I had to get the brake controller and ball installed in the truck, so I didn’t bring the truck and trailer home until Saturday. So I’ve only had them Chez Hsieh for one full week. But… ta da!

For the past week, I’ve worked almost every day on training Lila and Elsie to load onto and unload from the trailer with exactly zero fuss. I watched videos on trailer loading and unloading by Clinton Anderson of Downunder Horsemanship, which were really helpful. (He’s a demi-god of horses, I think!) On Tuesday, I set aside a lesson with my trainer just for trailer work, which was also really helpful. There are the results… horses, in the trailer!

Since then — three times now — I’ve trailered the horses down the arena, ridden them, then trailered them back home. The arena is just a mile away, so normally I ride there through the trails in our neighborhood. But trailering them to and from a nearby place they already know is really excellent low-pressure training.

Horses are flight creatures, so they’re pretty suspicious of new things — particularly enclosed spaces on wheels! On the first day of trailering down to the arena, it took me a full hour and a half — I kid you not — to get Lila into the trailer. Happily, it’s been 15 minutes at most since then. For the past few days, I could get Lila into the trailer just fine, but then she’d get nervous and back out as I was walking around the side to close the door behind her. Elsie was the same way. (We’ve not yet mastered the art of free loading, in which the human simply directs the horse into the trailer, leaving said human at the back of the trailer to close the door more easily.)

Happily, my training is working and progressing nicely. Today, both horses loaded onto the trailer and allowed me to shut the doors without backing out once on the way to the arena. On the way home, Lila was perfect again, but Elsie backed out just once, then relaxed after that. That was awesome.

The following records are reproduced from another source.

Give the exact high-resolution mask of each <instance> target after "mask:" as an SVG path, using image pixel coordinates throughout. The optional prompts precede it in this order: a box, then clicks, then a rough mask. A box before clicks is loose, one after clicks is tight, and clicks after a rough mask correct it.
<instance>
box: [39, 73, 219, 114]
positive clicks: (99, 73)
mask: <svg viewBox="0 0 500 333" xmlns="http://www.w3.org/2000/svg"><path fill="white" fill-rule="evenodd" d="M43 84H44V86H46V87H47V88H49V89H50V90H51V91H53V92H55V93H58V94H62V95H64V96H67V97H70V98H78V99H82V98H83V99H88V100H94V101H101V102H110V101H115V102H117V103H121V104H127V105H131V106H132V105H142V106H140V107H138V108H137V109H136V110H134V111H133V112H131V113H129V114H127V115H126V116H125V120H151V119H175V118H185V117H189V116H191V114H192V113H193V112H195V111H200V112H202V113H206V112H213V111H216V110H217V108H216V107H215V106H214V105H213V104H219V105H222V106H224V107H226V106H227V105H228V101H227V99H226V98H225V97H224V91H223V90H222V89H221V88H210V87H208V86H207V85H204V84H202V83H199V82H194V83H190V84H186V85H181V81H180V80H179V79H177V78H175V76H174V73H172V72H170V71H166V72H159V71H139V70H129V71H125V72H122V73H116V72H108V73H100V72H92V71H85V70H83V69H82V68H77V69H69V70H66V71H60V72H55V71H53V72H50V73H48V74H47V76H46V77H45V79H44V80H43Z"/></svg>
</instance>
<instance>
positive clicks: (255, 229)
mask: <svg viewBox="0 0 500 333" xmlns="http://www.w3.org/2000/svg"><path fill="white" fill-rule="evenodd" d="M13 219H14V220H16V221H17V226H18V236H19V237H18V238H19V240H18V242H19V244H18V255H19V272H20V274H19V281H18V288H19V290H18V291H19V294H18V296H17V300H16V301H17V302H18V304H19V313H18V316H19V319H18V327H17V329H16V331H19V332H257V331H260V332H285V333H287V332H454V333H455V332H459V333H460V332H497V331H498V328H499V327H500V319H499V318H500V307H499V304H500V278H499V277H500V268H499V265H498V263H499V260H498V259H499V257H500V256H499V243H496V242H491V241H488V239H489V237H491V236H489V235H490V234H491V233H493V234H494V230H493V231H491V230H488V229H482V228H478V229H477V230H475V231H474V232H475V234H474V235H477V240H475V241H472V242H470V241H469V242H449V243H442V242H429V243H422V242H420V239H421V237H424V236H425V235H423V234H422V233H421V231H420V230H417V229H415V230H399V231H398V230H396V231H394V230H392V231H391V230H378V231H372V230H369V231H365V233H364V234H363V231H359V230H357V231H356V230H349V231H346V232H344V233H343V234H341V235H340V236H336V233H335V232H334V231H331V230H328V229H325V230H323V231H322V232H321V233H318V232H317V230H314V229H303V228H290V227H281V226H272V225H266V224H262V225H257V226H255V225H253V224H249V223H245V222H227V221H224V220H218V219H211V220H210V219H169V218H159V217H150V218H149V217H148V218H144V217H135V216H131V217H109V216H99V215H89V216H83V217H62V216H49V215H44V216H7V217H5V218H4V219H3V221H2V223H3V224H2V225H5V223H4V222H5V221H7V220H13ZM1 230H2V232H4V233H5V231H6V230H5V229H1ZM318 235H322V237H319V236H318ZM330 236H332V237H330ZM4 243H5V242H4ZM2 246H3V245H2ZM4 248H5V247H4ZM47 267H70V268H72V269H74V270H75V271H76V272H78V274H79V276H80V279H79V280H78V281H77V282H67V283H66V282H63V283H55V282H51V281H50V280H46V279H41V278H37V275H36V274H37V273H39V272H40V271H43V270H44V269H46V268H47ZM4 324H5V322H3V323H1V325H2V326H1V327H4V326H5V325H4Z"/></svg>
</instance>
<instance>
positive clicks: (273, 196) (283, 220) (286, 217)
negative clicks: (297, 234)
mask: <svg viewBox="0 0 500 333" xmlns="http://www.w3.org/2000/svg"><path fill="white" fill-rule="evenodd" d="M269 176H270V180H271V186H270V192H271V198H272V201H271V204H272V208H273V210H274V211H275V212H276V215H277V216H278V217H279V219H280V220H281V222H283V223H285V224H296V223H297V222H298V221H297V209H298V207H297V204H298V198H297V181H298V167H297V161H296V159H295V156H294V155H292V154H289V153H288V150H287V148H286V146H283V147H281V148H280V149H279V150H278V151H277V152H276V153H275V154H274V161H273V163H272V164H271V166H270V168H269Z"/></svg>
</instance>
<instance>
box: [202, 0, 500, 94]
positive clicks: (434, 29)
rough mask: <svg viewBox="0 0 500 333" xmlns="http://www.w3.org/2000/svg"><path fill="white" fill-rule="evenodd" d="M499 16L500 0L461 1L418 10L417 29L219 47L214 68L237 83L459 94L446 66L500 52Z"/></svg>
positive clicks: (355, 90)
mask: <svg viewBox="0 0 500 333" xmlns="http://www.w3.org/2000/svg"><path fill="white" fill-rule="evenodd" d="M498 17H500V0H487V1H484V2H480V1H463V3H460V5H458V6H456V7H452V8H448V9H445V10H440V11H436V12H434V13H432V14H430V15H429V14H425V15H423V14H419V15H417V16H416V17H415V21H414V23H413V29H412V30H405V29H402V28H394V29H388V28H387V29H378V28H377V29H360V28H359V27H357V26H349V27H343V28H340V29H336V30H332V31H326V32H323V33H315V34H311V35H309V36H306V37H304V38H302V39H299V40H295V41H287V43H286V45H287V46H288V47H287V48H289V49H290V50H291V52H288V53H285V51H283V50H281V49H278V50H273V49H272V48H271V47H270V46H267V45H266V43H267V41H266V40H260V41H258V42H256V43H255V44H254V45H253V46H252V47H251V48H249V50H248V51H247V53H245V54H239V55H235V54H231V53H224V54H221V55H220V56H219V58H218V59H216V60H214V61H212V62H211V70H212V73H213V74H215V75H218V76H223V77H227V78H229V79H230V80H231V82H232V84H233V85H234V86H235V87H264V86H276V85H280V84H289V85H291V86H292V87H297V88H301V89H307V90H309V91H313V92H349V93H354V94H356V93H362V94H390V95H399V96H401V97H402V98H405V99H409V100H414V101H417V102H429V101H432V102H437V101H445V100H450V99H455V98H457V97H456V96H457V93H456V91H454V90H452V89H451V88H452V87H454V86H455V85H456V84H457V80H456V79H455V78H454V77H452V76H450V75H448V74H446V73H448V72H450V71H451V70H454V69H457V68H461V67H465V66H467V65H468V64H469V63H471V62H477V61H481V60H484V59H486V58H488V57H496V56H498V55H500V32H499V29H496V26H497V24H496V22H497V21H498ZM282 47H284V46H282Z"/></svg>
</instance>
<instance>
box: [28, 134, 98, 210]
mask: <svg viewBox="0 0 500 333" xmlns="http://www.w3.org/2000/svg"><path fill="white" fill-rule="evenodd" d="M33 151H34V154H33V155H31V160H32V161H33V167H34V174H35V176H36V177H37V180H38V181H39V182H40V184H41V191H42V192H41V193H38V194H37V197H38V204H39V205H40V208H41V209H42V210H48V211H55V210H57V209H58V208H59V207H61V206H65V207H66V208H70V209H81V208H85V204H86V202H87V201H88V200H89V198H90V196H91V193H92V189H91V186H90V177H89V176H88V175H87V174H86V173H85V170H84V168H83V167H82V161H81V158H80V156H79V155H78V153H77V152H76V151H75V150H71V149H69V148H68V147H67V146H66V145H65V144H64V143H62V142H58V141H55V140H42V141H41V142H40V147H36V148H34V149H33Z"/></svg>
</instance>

Also, I was able to park the truck and trailer in the barn yesterday, then back it out again today. It’s a tight space on a hill, and the angles for entry are awkward, but I did it! Yay me!

I still have more work to do, of course. For ease of evacuation, particularly if I’m not nearby, I want Lila and Elsie to be not just willing but downright eager to load for anyone, whether Paul or my neighbors. Also, I need more practice driving the truck with the trailer, with and without the horses.

Honestly, I was scared to buy a truck and trailer. Okay, maybe even petrified. Before this week, I’d only driven with a horse in a trailer once in my whole life. I knew nothing about buying a trailer and little about buying a truck. So I’m really proud of myself that I took this scary leap into the unknown — and that I did it so darn quickly. Now I’m feeling much more confident and capable. Best of all, I’m starting to look forward to all the fabulous adventures that I’ll have with my horses now that I can transport them hither and thither!